At the suggestion of Anna Freud , he founded a psychoanalytic group in Bucharest in 1936 and moved to Romania. Winnik ran a practice for psychoanalysis in Bucharest and became a training analyst. In 1941 he decided to leave Europe. While fleeing he was interned by the Germans, but was able to flee to Palestine on an illegal refugee boat. There he was briefly interned by the English army in 1942. Immediately after his release he became a member and training analyst of the Chewra Psychoanalytith b'Erez-Israel (HHBI), which had been founded by Mosche Wulff and Max Eitingon . Heinrich Winnik founded the Geha Mental Hospital of Kupat Holim, in 1947 the Shalvata Hospital and in 1950 the Talbieh Hospital in Jerusalem, of which he became director in 1951. In 1954 he became professor of psychiatry at the "Hebrew University - Hadassah School of Medicine" in Jerusalem. He founded the English-language magazine "Israel Annals of Psychiatry and Related Disciplines."

In Israel, Winnik worked with survivors of the Nazi regime. During the trial of Adolf Eichmann in 1962, Shoah survivors who testified as witnesses were housed in Talbieh Hospital . One of Heinrich Winnik's interns during this time was the future US psychoanalyst Zvi Lothane .

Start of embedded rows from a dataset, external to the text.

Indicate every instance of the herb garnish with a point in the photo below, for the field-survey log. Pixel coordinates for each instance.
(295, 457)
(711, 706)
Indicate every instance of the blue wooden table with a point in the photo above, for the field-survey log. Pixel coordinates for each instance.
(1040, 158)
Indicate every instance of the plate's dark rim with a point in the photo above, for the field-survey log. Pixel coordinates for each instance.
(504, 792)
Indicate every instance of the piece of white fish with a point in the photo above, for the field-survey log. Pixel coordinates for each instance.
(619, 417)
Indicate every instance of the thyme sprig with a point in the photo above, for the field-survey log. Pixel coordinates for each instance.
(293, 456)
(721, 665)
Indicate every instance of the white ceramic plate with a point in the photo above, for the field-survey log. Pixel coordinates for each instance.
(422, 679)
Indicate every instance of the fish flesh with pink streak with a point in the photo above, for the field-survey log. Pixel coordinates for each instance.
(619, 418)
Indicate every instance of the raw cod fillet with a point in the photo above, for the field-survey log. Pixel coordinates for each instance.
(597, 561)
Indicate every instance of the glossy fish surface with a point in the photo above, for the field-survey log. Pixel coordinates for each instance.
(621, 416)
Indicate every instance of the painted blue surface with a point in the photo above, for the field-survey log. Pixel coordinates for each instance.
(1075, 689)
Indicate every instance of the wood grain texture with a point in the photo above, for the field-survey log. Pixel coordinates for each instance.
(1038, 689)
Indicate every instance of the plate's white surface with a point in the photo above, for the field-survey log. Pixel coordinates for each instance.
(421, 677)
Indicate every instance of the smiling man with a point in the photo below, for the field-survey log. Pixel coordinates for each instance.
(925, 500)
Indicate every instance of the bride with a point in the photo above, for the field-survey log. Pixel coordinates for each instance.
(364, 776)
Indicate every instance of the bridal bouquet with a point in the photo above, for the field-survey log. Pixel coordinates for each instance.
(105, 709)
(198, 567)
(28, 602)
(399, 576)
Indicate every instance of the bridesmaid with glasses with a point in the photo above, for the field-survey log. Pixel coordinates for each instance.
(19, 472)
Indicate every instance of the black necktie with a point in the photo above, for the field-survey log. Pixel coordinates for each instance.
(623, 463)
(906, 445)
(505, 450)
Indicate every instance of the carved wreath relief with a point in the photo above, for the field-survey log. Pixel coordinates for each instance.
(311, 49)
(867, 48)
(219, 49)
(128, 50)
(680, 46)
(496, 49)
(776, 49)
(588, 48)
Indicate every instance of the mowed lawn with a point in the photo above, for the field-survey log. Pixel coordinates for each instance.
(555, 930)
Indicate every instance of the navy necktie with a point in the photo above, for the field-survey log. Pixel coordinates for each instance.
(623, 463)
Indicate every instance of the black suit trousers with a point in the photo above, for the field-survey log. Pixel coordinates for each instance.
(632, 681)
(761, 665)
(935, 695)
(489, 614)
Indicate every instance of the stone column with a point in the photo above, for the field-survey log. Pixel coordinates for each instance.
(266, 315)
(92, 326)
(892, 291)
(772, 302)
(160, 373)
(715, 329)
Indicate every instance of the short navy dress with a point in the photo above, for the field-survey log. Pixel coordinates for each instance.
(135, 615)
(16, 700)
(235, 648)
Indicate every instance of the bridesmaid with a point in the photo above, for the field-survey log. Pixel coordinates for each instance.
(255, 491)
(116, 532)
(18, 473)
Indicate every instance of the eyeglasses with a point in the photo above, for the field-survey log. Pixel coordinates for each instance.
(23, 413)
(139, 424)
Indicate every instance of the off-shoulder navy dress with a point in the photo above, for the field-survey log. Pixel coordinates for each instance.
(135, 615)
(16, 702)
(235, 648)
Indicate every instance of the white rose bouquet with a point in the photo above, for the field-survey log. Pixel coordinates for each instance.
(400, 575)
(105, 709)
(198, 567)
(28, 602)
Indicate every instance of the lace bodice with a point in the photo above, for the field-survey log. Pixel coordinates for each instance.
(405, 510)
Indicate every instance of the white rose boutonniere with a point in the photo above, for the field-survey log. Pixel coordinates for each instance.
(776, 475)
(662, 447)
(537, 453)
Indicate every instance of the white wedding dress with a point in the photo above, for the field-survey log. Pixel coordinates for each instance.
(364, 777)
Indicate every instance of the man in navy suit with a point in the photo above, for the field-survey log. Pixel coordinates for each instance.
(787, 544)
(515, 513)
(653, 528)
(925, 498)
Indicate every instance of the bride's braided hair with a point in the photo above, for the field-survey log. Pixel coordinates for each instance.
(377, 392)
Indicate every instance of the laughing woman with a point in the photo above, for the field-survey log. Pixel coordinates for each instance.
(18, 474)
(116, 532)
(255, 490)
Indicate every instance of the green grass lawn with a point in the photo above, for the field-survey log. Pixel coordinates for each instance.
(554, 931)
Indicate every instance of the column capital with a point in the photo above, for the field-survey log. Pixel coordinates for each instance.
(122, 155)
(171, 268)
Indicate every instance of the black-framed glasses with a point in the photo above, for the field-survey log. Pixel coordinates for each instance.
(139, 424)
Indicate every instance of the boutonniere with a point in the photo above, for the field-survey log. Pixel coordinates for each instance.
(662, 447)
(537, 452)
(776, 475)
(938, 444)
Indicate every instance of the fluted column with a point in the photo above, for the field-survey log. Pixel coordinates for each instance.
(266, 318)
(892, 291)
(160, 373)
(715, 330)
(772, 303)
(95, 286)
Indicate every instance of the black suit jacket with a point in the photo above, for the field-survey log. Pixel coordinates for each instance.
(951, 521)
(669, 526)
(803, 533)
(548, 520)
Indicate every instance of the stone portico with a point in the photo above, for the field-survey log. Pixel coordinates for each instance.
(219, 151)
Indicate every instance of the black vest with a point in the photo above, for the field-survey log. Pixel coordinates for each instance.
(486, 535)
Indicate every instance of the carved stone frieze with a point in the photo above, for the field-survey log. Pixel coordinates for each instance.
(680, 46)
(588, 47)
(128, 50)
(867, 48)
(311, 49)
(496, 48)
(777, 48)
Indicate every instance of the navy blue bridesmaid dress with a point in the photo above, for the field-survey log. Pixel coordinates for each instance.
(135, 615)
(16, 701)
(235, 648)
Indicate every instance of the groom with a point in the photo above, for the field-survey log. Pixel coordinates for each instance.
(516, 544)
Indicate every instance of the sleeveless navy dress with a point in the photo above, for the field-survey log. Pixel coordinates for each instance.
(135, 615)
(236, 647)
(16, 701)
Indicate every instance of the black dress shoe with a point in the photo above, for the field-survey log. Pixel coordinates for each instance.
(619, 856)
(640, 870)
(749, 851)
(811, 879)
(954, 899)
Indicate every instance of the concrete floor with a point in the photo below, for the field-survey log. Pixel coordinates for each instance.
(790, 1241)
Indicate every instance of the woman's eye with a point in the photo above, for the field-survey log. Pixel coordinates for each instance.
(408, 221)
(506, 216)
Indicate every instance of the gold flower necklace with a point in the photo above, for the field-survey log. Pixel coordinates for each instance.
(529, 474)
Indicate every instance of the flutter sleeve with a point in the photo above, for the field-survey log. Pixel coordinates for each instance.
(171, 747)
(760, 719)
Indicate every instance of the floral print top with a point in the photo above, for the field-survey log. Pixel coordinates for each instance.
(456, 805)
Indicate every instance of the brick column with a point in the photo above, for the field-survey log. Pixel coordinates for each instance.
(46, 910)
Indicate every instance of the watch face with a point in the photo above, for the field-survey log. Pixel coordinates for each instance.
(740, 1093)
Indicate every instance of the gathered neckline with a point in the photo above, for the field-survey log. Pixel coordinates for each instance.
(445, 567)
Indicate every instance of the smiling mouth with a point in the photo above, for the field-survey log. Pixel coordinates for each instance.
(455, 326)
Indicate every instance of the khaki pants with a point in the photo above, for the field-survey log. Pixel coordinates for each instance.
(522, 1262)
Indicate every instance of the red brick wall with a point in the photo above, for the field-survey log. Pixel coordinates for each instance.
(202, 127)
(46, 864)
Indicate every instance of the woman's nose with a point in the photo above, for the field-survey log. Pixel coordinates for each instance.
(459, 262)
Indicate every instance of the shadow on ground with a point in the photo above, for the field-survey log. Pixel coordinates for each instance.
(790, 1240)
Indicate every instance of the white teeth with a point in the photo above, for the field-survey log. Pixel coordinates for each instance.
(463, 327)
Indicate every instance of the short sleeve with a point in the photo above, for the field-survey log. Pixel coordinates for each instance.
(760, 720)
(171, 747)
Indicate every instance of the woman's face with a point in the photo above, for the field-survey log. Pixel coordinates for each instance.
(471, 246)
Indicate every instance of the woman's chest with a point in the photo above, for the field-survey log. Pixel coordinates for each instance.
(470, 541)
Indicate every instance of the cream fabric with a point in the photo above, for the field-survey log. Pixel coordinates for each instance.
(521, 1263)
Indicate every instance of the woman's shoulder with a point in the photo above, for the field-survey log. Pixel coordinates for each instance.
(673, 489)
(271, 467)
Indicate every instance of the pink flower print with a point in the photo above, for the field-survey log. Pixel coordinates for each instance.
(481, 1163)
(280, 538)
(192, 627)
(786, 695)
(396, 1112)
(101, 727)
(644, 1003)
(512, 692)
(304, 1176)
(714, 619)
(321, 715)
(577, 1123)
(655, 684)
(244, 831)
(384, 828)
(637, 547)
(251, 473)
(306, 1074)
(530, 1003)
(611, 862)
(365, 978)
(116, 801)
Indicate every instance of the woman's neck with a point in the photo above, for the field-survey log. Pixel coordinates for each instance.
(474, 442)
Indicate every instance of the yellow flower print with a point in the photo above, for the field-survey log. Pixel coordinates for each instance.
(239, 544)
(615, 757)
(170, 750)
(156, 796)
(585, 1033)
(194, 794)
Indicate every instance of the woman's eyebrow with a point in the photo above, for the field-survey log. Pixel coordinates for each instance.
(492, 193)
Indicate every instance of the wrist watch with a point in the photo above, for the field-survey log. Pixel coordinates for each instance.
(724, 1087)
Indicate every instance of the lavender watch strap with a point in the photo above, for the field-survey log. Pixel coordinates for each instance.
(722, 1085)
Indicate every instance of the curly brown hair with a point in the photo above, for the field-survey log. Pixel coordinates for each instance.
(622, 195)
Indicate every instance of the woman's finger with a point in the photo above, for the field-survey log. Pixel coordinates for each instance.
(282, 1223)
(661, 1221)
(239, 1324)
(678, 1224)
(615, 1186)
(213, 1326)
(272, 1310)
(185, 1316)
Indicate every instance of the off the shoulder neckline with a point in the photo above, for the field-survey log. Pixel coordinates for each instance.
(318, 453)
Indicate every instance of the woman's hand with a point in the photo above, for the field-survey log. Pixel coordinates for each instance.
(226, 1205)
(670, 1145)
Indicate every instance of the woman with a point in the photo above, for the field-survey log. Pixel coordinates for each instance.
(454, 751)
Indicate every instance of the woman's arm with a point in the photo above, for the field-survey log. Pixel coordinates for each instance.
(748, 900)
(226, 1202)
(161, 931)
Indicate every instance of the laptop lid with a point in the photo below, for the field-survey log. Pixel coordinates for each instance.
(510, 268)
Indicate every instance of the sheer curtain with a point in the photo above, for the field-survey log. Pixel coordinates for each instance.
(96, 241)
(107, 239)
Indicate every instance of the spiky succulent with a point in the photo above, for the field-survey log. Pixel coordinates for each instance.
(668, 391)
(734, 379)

Heinrich Winnik was married to Lucie Pick. The marriage was concluded in Vienna in 1933.

Works

  • with Nathan, T. and Eitinger, GL: The psychiatric pathology of the Nazi-Holocaust survivors , Israel Annals of Psychiatry and Related Disciplines 1964, 2:47.
  • Psychological Bases of War , New York 1973.
  • Milestones in the Development of Psychoanalysis in Israel, Israel Annals of Psychiatry and Related Disciplines, 1977, 15, 85-91.

literature

  • Popescu-Sibiu, I .: On the development of psychoanalysis in Romania , Psyche, 1974, 28: 651–654.
  • The New York Times, 1982: Heinrich Winnik, 80, Of Israel; A Pioneer in Psychoanalysis , accessed April 6, 2018.
  • Elke Mühlleitner: Biographical Lexicon of Psychoanalysis. The members of the Psychological Wednesday Society and the Vienna Psychoanalytical Association 1902–1938, Edition Diskord Tübingen 1992, pp. 364–366.
  • Erich Beck: Bibliography on the culture and regional studies of Bukowina 1971–1990, part 2, biographical texts, Harrasowitz Verlag Wiesbaden 2003, p. 485.

Individual evidence

  1. ^ Elisabeth Roudinesco and Michael Plon: Dictionary of Psychoanalysis, Names. Countries. Works. Terms , Volume I, Springer Vienna 2004, p. 872.